I have a text file that I use everyday with a listing of names, and other info for our users. This file changes daily and sometimes has two rows in it(tab delimited), and other times has 100+ rows in it.
The file also varies between 6-9 columns of data in a row. I have put together a Perl script that uses the split function on tabs, but the issue I am running into is that if I take row a, which has 5 columns in it and then add a second row b that has 6 columns in it that are all populated with data.
I cannot figure out how to get Perl to see that row a only has 5 columns of data and to continue parsing the text file from that point forward. It continues, but the output wraps lines strangely. How can I get around this issue? I hope that made sense.

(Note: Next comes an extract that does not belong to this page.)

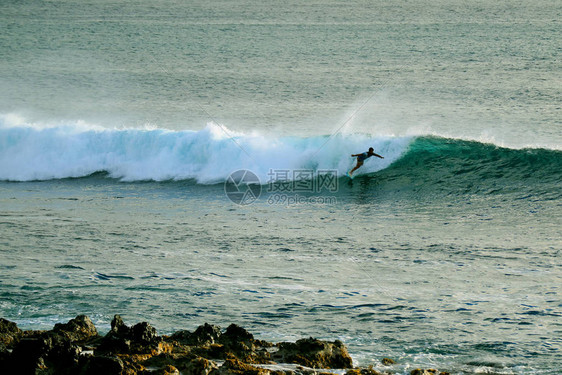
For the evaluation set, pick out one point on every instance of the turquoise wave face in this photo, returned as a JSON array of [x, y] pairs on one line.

You will have to post some code and possibly some sample data, but here's a code that is parsing rows of different lengths without issue.
Script:
#!/usr/bin/perl
use strict;
while (<STDIN>)
{
chomp;
my #info = split("\t");
print join(";", #info), "\n";
}
exit;
Test File:
jsmith 101 777-222-5555 Office 1 Building 1 Manager
aposse 104 777-222-5556 Office 2 Building 2 Stock Clerk
jbraza 105 777-222-5557 Office 3
mcuzui 102 777-222-5557 Office 3 Building 3 Cashier
ghines 107 777-222-5557 Office 3
Output:
%> test.pl < file.txt
jsmith;101;777-222-5555;Office 1;Building 1;Manager
aposse;104;777-222-5556;Office 2;Building 2;Stock Clerk
jbraza;105;777-222-5557;Office 3
mcuzui;102;777-222-5557;Office 3;Building 3;Cashier
ghines;107;777-222-5557;Office 3
You should post some sample data and code and explain desired behavior in terms of what the code currently does and what you want it to do. split will give you as many fields as there are in the input.
#!/usr/bin/perl
use strict; use warnings;
while ( my $row = <DATA> ) {
last unless $row =~ /\S/;
chomp $row;
my #cells = split /\t/, $row;
print "< #cells >\n";
}
__DATA__
1 2 3 4 5
a b c d e f
Text::CSV module can be used for parsing tab-separated-values as well. In reality, Text::CSV could parse values delimited by any character.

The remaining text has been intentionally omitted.